Lower petrol and heating oil prices pushed inflation in Germany down to its lowest level in seven months in March. Goods and services cost an average of 7.4 percent more than a year earlier, as the Federal Statistical Office announced in an initial estimate on Thursday. In January and February, inflation was still 8.7 percent. Economists surveyed by the Reuters news agency had even expected a decline to 7.3 percent.
“This should be the first step in a sustained downward trend in inflation rates in Germany,” said the scientific director of the Institute for Macroeconomics and Business Cycle Research (IMK), Sebastian Dullien. “In the coming months, a further, continuous decline in inflation rates is to be expected.” However, many experts are not giving the all-clear. “It’s not a breakthrough in fighting inflation,” said Michael Heise, chief economist at HQ Trust. “Basically, what’s happening from month to month is more important to the consumer.” And here the inflation is still quite high. From February to March, prices rose by 0.8 percent.
The so-called basic effect has a relaxing effect
Food remained the number one price driver: it rose by an average of 22.3 percent compared to March 2022 and thus more than in February with 21.8 percent. “This is mainly due to the fact that vegetables have apparently become scarce due to crop failures in some supplier countries,” said the chief economist at Berenberg Bank, Holger Schmieding. Energy cost only 3.5 percent more than a year ago, after 19.1 percent in February. A favorable base effect played a role here. A year ago, after the Russian invasion of Ukraine, energy prices skyrocketed. Now, for the first time, they are compared with the already increased prices, no longer with the lower ones before the outbreak of war – this is referred to as the base effect. In North Rhine-Westphalia, for example, fuels such as petrol and diesel became cheaper by 19.3 percent, in Bavaria by 17.1 percent.
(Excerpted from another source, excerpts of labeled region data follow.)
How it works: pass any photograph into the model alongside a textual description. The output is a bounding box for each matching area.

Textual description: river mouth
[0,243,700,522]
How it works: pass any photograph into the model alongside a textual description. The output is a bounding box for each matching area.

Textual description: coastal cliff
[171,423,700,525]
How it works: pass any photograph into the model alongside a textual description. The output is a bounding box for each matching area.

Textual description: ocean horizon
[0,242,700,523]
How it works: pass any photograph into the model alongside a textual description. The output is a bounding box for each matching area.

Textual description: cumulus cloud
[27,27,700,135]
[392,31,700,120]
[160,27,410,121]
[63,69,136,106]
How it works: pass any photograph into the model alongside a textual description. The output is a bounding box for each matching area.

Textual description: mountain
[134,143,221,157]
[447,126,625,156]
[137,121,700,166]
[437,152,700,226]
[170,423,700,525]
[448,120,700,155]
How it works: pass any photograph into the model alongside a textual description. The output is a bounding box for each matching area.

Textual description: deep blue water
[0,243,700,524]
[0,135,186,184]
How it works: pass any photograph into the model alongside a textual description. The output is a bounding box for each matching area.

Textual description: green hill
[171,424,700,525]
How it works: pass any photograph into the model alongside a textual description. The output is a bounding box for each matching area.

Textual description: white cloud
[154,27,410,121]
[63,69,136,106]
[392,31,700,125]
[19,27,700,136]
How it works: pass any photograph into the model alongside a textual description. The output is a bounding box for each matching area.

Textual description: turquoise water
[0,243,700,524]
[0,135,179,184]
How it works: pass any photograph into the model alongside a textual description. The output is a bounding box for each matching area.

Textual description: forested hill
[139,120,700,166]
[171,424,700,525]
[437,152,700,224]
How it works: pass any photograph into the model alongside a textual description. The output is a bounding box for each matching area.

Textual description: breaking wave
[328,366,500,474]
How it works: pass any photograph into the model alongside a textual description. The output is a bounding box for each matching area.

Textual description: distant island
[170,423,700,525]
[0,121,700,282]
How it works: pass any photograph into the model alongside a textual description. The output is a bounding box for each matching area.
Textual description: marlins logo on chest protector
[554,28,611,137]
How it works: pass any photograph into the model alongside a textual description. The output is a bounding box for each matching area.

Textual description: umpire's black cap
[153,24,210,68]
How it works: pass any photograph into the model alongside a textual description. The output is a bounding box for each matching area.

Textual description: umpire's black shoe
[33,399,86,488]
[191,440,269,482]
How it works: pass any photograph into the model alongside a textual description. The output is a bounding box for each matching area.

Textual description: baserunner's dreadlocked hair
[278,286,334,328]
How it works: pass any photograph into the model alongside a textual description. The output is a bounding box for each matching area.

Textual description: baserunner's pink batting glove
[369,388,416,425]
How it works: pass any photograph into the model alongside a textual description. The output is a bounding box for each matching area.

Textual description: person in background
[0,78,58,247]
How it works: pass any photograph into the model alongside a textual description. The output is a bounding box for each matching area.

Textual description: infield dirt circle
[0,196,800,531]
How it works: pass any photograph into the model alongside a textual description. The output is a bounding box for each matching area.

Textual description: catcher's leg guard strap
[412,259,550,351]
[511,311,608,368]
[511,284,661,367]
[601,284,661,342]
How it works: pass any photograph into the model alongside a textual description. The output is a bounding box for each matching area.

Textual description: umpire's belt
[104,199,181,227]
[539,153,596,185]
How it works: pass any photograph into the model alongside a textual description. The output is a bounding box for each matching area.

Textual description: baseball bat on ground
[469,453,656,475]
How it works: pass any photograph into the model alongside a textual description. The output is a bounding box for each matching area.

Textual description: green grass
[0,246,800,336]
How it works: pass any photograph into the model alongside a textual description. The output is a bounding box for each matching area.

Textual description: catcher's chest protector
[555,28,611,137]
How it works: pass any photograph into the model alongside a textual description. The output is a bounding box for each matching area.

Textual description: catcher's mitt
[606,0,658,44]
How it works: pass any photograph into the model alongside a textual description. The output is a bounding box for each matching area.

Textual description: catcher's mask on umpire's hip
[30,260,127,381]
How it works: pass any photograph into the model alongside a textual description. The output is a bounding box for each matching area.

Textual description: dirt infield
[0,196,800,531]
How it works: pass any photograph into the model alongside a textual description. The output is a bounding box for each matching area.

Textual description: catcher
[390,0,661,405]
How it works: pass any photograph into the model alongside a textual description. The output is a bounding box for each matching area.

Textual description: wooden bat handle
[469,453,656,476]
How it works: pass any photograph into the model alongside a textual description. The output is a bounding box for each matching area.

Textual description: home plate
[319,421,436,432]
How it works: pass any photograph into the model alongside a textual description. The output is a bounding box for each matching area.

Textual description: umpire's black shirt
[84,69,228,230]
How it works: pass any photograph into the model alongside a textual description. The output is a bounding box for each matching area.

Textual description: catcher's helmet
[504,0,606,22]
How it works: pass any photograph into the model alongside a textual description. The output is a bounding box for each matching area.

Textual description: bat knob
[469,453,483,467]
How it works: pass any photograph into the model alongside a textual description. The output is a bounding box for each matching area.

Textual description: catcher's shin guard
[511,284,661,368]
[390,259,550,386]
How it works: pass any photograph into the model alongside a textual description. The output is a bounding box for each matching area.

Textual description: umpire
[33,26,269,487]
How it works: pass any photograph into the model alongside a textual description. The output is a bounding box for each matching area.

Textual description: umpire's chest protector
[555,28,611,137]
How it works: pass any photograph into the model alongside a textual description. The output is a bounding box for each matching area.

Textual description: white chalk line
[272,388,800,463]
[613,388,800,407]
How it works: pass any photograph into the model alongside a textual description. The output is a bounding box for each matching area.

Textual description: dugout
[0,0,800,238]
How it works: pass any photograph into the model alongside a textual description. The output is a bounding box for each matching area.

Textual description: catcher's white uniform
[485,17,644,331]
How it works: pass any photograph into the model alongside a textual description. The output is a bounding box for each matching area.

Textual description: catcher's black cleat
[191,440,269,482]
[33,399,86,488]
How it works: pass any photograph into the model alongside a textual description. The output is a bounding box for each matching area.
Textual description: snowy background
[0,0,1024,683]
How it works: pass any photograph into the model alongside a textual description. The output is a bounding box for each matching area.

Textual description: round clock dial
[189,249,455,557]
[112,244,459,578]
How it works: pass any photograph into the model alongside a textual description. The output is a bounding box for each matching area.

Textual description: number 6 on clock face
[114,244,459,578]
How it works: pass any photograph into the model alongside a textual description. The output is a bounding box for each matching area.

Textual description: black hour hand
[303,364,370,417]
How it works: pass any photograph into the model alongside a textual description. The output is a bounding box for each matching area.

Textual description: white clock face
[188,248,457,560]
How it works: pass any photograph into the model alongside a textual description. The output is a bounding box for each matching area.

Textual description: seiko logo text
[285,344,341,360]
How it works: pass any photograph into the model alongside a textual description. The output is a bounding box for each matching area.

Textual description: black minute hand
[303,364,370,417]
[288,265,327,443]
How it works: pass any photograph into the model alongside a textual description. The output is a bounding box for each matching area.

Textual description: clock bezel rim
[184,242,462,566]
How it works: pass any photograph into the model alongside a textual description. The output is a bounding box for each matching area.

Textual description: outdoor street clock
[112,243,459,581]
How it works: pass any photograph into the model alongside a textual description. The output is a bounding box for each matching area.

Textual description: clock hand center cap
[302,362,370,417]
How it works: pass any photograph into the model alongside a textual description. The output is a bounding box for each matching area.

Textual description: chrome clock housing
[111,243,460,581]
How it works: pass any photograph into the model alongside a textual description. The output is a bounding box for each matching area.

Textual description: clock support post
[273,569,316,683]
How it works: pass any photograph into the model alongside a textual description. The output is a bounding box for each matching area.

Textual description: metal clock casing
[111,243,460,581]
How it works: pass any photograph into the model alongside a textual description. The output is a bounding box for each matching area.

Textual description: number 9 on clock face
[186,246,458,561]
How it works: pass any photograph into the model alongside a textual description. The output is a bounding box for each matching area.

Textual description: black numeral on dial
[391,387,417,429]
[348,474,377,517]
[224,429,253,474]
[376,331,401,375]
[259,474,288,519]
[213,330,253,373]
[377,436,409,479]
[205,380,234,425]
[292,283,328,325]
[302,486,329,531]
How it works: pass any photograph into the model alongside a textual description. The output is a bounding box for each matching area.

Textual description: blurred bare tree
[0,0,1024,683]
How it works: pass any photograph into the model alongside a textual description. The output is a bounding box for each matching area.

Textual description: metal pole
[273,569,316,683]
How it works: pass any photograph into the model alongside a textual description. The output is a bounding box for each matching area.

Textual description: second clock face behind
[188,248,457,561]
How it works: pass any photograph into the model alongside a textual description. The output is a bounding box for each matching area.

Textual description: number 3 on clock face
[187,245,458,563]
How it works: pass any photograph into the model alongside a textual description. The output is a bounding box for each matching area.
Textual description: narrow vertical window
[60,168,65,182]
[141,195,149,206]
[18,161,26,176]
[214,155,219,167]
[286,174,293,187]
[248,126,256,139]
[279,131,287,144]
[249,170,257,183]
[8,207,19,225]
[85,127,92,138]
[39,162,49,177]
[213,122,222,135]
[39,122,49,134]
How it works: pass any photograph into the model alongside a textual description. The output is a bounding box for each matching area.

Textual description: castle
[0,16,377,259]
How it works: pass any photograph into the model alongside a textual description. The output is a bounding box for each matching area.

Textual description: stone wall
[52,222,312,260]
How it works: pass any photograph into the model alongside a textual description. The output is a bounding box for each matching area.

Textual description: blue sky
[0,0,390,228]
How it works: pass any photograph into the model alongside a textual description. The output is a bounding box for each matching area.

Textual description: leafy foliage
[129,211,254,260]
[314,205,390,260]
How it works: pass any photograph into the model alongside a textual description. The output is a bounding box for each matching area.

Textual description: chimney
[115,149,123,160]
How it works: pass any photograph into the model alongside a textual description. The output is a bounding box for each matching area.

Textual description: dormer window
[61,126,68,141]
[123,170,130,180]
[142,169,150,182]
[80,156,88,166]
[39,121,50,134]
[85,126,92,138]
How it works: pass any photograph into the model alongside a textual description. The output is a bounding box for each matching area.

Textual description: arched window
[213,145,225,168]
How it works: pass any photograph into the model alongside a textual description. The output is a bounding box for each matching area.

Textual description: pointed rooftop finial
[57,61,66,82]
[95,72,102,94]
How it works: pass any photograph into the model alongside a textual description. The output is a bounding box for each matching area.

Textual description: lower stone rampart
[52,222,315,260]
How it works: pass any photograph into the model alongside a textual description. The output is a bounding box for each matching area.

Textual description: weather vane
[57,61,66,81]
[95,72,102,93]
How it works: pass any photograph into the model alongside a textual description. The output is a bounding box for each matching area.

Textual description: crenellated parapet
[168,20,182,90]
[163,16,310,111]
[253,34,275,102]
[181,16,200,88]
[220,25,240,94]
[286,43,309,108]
“New wave of costs” due to high wage agreements
“That’s not the all-clear for the ECB,” said economist Schmieding. The reason for this is the stubbornly high core inflation, which takes into account the strongly fluctuating energy and food prices. According to Commerzbank, it even rose in March, from 5.7 to 5.9 percent. This is a sign that inflation is increasingly affecting the economy. Commerzbank chief economist Jörg Krämer is therefore not yet giving the all-clear. “The underlying price increase is still very high. It should stay that way for a long time,” said Kramer. “After all, with the foreseeable sharp increase in wages, a new wave of costs is rolling towards the economy.”
According to ECB Director Isabel Schnabel, core inflation is now proving to be much more resilient than headline inflation. “And of course that causes some headaches for central bankers, too,” she noted. The European Central Bank (ECB) raised its key interest rate from 3.0 to 3.5 percent this month in a bid to curb inflation across the euro zone. The economists expect an annual average inflation rate of 6.6 percent, after 6.9 percent last year. Only in 2024 is it likely to drop noticeably to 3.0 percent.